James Cameron-Dow

Personal information
- Full name: James Cameron-Dow
- Born: 18 May 1990 (age 36) Cape Town, Cape Province, South Africa
- Batting: Left-handed
- Bowling: Slow left-arm orthodox
- Role: Bowler

International information
- National side: Ireland (2019);
- Only Test (cap 12): 15 March 2019 v Afghanistan
- ODI debut (cap 54): 2 March 2019 v Afghanistan
- Last ODI: 10 March 2019 v Afghanistan

Domestic team information
- 2018–present: Northern Knights

Career statistics
| Competition | Test | ODI | FC | LA |
| Matches | 1 | 4 | 10 | 18 |
| Runs scored | 41 | 7 | 244 | 107 |
| Batting average | 41.00 | – | 34.85 | 21.40 |
| 100s/50s | 0/0 | 0/0 | 0/1 | 0/0 |
| Top score | 32* | 7* | 76* | 34* |
| Balls bowled | 143 | 186 | 1,627 | 804 |
| Wickets | 3 | 5 | 31 | 16 |
| Bowling average | 39.33 | 30.20 | 31.12 | 42.93 |
| 5 wickets in innings | 0 | 0 | 3 | 0 |
| 10 wickets in match | 0 | 0 | 0 | 0 |
| Best bowling | 2/94 | 3/32 | 7/77 | 3/32 |
| Catches/stumpings | 2/– | 2/– | 4/– | 11/– |
- Source: Cricinfo, 24 April 2019

= James Cameron-Dow =

Irish cricketer (born 1990)

James Cameron-Dow (born 18 May 1990) is a South African-born Irish cricketer.
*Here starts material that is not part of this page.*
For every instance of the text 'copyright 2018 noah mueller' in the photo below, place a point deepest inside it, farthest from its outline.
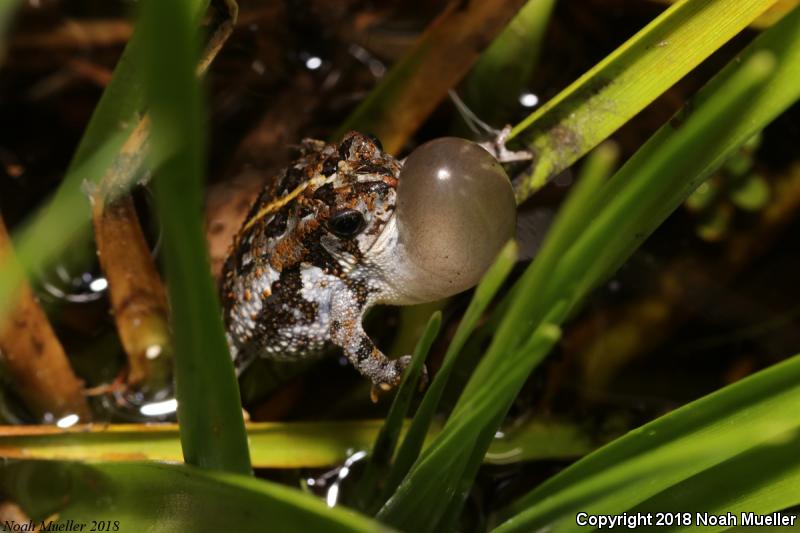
(683, 519)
He made his international debut for the Ireland cricket team in March 2019.

==Domestic career==
James made his List A debut for Northern Knights in the 2018 Inter-Provincial Cup on 28 May 2018. He made his first-class debut for Northern Knights in the 2018 Inter-Provincial Championship on 29 May 2018. He was the leading wicket-taker for Northern Knights in the 2018 Inter-Provincial Championship, with fourteen dismissals in four matches. In April 2019, he was one of five cricketers to be awarded with an Emerging Player Contract by Cricket Ireland, ahead of the 2019 domestic season.

==International career==
In January 2019, James was named in Ireland's Test and One Day International (ODI) squads for their series against Afghanistan in India. He made his ODI debut for Ireland against Afghanistan on 2 March 2019. He made his Test debut for Ireland against Afghanistan on 15 March 2019.